A los políticos, por su parte, les recordó que el deber de quien ha hecho de la política su profesión no es abrazar sus convicciones a ultranza, sino atender a las consecuencias que se siguen de ellas. Una cosa es obedecer ciegamente a las propias convicciones, otra cosa es perseguir su realización pero atendiendo a las consecuencias. El político está obligado a rendir cuentas por lo que hace aunque no lo haya querido directamente; por eso a él no le basta la pureza de intenciones para justificarse. El político de la fe pura, el político adolescente, el político que cree que sus convicciones o su sentido de justicia bastan para justificar sus acciones, se ha equivocado de oficio: su lugar es el púlpito de una iglesia, no la plaza pública. Quien cree que basta querer el bien para que el bien se produzca, o que basta tener un corazón pretendidamente puro para alcanzarlo (como parecen creerlo tantos políticos hoy día) olvida que a veces el bien produce mal y el mal produce bien o, como prefería San Pablo, que con frecuencia y frente a la realidad el político debe repetir para sus adentros: no hago el bien que quiero y sin embargo hago el mal que no quiero.

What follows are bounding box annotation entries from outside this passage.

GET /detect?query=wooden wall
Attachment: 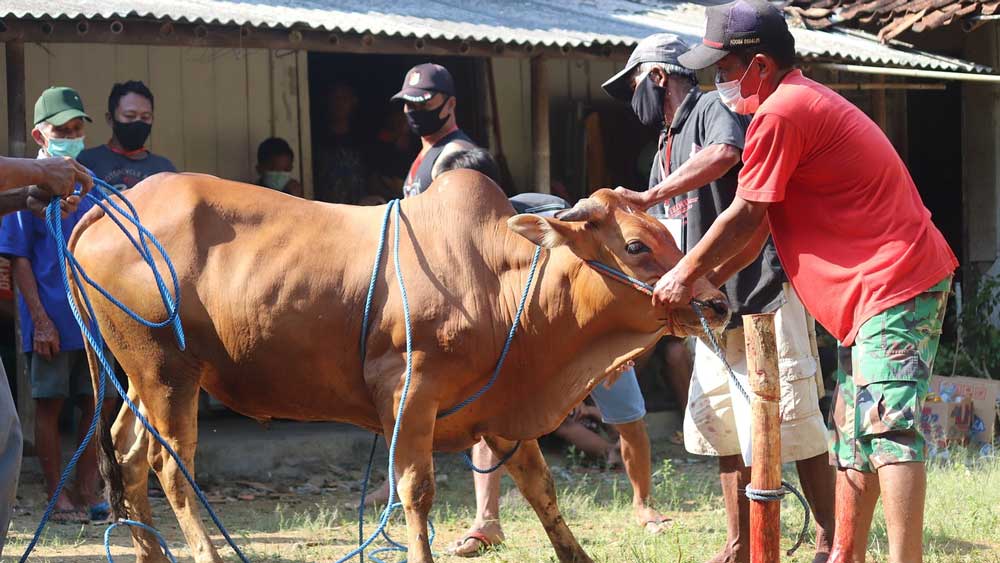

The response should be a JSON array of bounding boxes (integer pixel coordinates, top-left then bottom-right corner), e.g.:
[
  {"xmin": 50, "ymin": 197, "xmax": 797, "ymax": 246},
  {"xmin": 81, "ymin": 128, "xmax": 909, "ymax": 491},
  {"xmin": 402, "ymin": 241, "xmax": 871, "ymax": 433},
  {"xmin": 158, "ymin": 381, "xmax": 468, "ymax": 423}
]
[{"xmin": 0, "ymin": 43, "xmax": 312, "ymax": 196}]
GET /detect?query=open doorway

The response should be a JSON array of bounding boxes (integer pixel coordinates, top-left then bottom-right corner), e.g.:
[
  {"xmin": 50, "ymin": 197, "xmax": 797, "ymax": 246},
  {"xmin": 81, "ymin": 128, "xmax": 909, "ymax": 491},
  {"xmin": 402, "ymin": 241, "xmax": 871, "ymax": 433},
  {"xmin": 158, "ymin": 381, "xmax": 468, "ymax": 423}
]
[{"xmin": 309, "ymin": 53, "xmax": 488, "ymax": 204}]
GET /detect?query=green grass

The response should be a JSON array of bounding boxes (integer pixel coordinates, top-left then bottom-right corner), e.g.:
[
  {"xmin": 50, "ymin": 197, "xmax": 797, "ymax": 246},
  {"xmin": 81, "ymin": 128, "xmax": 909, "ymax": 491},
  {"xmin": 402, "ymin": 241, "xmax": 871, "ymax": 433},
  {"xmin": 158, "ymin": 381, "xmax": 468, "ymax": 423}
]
[{"xmin": 5, "ymin": 451, "xmax": 1000, "ymax": 563}]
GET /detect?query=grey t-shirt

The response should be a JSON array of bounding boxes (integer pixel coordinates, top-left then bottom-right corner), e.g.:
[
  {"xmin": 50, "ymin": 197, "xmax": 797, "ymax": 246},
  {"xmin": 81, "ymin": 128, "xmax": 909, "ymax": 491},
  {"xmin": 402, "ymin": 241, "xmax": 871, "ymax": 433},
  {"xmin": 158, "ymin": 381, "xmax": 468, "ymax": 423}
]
[
  {"xmin": 649, "ymin": 87, "xmax": 785, "ymax": 328},
  {"xmin": 77, "ymin": 145, "xmax": 177, "ymax": 190}
]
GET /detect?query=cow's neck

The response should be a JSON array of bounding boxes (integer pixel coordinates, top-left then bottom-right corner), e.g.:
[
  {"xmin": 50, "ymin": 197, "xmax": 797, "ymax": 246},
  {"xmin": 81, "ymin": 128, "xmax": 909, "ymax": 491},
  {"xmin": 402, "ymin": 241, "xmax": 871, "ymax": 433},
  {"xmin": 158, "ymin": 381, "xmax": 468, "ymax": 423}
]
[{"xmin": 480, "ymin": 237, "xmax": 660, "ymax": 439}]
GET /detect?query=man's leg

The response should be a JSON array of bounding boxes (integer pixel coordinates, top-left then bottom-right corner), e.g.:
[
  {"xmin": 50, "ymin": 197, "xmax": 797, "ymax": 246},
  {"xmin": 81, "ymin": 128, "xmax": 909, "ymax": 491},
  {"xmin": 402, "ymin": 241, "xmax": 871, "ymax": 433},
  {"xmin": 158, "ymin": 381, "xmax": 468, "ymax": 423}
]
[
  {"xmin": 68, "ymin": 356, "xmax": 107, "ymax": 512},
  {"xmin": 775, "ymin": 283, "xmax": 836, "ymax": 563},
  {"xmin": 684, "ymin": 327, "xmax": 750, "ymax": 563},
  {"xmin": 590, "ymin": 369, "xmax": 669, "ymax": 533},
  {"xmin": 76, "ymin": 395, "xmax": 101, "ymax": 508},
  {"xmin": 795, "ymin": 454, "xmax": 836, "ymax": 563},
  {"xmin": 831, "ymin": 276, "xmax": 951, "ymax": 563},
  {"xmin": 709, "ymin": 455, "xmax": 750, "ymax": 563},
  {"xmin": 828, "ymin": 469, "xmax": 879, "ymax": 563},
  {"xmin": 29, "ymin": 352, "xmax": 87, "ymax": 520},
  {"xmin": 614, "ymin": 419, "xmax": 668, "ymax": 533},
  {"xmin": 878, "ymin": 462, "xmax": 927, "ymax": 563},
  {"xmin": 663, "ymin": 336, "xmax": 693, "ymax": 414},
  {"xmin": 448, "ymin": 440, "xmax": 504, "ymax": 557},
  {"xmin": 35, "ymin": 399, "xmax": 75, "ymax": 510}
]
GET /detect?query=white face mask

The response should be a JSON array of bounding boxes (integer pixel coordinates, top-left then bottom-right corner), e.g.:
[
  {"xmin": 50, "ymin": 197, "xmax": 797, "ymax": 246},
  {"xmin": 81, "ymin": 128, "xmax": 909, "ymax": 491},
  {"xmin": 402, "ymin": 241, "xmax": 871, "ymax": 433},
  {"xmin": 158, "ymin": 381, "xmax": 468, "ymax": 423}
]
[{"xmin": 715, "ymin": 67, "xmax": 760, "ymax": 115}]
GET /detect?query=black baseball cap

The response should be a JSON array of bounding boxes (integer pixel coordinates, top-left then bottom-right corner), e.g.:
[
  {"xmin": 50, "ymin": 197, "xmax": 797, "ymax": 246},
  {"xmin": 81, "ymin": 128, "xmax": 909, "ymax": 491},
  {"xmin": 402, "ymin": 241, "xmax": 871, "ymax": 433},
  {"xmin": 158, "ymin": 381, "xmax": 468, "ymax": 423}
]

No se trata, por supuesto, de que el político deba escoger entre la fe pura y el pragmatismo vulgar. Ese es un malentendido frecuente que hay que rechazar. Esto es lo que quiere decir Weber cuando advierte que para conseguir lo posible hay que intentar una y otra vez lo imposible. El político debe tener convicciones; pero ellas deben estar acompañadas de la conciencia de que los actos que ejecuta pueden producir efectos que las corroen o las niegan. El falso profeta pretende que sus convicciones justifiquen sus actos aunque el cielo se desplome; el político auténtico mira permanentemente al cielo para evitar que ello ocurra.

En tiempos como los que corren, tiempos agitados y difíciles, abundan como peste los “profetas de cátedra” y los políticos que confunden el púlpito con la plaza, los políticos que creen tontamente que basta perseguir fines buenos para que el bien se produzca. A ellos Weber, muerto por la pandemia de hace un siglo, les recuerda que la grandeza de la política deriva del hecho que ella debe tratar con la incertidumbre de lo humano, retroceder cuando la escasez se levanta como una muralla, y así y todo seguir cavando “el duro suelo” de la realidad.